Getting a Head Start : Grant Propels UCI Team Into Neurology Research Arena


UC Irvine’s burgeoning neuroscience programs have received another boost: a $1-million grant to fund joint research in neurobiology among scientists of different disciplines, officials said Monday.

Scientists see the grant from the Lucille P. Markey Charitable Trust as a seed to start a grand initiative: the gathering of 14 of UCI’s most illustrious minds and young academic talent to explore new ways to diagnose and treat diseases of the nervous system. Eventually, they envision a “brain trust” of about 50 scientists working to penetrate the mysteries of what really goes on--and what goes wrong--inside peoples’ heads.

The group intends to target neurology-related maladies such as Parkinson’s disease, Alzheimer’s disease, depressive disorders and schizophrenia, combining research with clinical treatment.

Neuroscience has become one of the stars of UCI’s research universe and a point of pride for Chancellor Laurel L. Wilkening, who said in September that UCI’s goal is to be ranked among the nation’s top 50 research institutions by the year 2000.


Carl Cotman, co-director of the new UCI-Markey Program Initiative in Human Neurobiology, said the grant will help neurosciences at UCI get recognized nationwide. Big-name universities such as the Massachusetts Institute of Technology have scored the same grant in the past.

“It’s not the biggest grant, but it’s one of the most strategic,” Cotman said of the gift from the Markey trust, which targets basic medical research.

The grant has encouraged UCI to continue its efforts at bringing together experts from unrelated disciplines so they can brainstorm ground-breaking ways to solve problems.

Take a peek at a few of the noted members of the new UCI team: John Wasmuth, director of UCI’s participation in the nationwide Human Genome Project; Edward G. Jones, an anatomist and neurobiologist involved in mapping the human brain; William H. Batchelder, a cognitive scientist trying to use mathematics to model the way human beings think, and Ron Frostig, a psychobiologist who studies the brain as it’s functioning.


In the future, most of them are likely to work out of a neurosciences building that will be the first structure in the university’s mega-million-dollar planned research complex called the Center for the Health Sciences. UCI still needs to raise from $3 million to $5 million of the $22-million to $24-million price tag on the neurosciences building, but they expect to break ground June 1.


Cotman, one of UCI’s top grant-getters, is known for his work in brain aging and Alzheimer’s disease. He believes UCI’s neurosciences programs may come up with innovative ways to treat people suffering from nervous system problems at the campus’ Alzheimer’s clinic, Bonney Center for Neurobiology of Thinking and Memory, and other clinical sites around the county.

“There’s nothing more frustrating than retiring, and having made it in life, and you find out you can’t remember things,” Cotman said of the disease. “Just when you’ve got time to relax, and it hits you.”


W. Ian Lipkin, co-director of the nascent program, said the neurology project is unusual because it unites clinicians with basic scientists, and throws in computer and imaging experts as well.
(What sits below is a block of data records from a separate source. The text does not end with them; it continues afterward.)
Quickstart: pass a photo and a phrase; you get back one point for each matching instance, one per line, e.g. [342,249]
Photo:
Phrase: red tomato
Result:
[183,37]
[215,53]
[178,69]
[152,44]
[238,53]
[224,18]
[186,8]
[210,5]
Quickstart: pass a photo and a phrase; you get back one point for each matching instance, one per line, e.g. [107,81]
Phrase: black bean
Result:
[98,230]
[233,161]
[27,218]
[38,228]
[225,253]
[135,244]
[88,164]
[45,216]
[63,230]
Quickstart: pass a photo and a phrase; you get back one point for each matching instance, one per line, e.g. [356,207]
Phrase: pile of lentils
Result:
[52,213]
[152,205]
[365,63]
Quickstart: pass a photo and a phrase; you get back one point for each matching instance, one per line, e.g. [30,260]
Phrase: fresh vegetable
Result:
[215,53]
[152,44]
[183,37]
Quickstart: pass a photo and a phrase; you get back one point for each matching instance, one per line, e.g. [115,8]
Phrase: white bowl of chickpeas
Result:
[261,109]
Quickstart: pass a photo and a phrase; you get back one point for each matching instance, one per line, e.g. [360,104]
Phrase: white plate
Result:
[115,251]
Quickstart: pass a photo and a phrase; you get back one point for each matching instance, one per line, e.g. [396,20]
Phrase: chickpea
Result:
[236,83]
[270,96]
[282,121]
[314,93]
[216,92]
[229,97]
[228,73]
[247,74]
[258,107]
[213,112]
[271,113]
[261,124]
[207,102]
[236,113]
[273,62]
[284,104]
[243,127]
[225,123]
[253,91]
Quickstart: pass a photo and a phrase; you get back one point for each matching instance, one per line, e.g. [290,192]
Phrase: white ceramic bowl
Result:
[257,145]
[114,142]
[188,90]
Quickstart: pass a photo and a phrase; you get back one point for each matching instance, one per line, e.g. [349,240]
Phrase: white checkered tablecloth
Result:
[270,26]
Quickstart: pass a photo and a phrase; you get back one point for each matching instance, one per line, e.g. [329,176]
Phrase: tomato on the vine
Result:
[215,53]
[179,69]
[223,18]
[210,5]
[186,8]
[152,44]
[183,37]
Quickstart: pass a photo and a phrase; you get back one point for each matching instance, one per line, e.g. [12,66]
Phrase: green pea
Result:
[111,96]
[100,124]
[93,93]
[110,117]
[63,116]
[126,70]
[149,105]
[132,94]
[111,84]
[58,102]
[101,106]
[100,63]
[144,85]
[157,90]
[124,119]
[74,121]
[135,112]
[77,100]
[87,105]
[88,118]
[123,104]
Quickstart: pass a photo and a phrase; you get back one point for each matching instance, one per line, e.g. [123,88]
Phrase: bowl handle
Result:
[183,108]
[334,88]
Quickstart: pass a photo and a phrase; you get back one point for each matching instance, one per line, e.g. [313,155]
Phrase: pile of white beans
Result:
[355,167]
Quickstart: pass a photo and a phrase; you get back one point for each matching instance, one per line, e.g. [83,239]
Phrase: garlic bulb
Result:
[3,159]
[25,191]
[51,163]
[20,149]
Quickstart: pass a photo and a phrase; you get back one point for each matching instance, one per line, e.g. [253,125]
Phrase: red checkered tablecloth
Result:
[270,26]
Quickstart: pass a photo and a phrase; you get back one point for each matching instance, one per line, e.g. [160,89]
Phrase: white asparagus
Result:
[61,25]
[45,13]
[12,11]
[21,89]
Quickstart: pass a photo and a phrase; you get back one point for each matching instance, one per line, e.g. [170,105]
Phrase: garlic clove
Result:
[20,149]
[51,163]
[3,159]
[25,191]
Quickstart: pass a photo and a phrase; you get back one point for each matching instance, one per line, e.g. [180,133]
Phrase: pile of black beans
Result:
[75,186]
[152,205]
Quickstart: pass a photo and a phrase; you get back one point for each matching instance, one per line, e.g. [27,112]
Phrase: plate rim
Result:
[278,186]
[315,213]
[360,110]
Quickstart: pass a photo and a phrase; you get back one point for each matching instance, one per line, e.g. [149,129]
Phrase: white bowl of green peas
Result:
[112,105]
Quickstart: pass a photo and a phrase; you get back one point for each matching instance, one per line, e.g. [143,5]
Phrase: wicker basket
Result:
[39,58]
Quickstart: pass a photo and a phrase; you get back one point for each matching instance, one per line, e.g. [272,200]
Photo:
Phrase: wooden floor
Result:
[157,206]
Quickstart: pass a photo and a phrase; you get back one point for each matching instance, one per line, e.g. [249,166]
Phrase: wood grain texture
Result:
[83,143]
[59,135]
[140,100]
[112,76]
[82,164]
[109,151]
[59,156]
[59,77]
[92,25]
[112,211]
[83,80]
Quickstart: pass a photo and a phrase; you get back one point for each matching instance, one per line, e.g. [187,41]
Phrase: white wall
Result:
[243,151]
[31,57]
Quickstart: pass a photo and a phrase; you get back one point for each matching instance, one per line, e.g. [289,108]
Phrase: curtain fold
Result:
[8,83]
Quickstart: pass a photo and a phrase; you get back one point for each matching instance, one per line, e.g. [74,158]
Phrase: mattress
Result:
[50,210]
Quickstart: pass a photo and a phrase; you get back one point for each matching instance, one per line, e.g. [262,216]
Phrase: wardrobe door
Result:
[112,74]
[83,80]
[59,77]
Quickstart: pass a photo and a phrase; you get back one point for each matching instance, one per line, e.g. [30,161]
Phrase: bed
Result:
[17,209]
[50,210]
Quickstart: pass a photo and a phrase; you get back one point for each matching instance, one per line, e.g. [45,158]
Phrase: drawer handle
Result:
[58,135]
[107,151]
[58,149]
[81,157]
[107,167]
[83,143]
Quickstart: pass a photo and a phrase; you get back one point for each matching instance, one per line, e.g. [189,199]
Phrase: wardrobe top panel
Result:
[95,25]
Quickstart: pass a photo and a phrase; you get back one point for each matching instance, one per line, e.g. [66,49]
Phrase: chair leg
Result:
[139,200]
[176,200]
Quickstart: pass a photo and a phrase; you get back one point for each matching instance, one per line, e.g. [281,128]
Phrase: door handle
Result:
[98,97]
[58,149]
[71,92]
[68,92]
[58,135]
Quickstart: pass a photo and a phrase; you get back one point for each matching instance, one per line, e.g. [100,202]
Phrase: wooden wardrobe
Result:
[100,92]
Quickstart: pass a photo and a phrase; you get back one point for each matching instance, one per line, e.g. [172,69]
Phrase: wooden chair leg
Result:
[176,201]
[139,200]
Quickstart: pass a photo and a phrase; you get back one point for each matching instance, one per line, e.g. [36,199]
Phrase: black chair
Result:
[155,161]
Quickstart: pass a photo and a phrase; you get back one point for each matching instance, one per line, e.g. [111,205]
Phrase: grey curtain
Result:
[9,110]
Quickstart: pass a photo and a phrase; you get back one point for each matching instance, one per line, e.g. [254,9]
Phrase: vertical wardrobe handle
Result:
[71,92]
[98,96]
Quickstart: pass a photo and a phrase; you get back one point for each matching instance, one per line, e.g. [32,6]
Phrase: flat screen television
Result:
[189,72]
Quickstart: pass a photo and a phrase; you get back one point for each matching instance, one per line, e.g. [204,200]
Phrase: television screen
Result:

The combination makes UCI “one of the hottest places” nationwide in neurosciences, he said.

“What you’ll see because of this is that basic scientists are going to be changing the direction of their research programs, and clinicians will bring ideas to basic scientists about problems they see that need to be addressed,” Lipkin said.

He said he looks forward to working with the “cast of characters” that make up the first phase of the neuroscience team, and hopes early successes can help attract more grants from private and federal sources.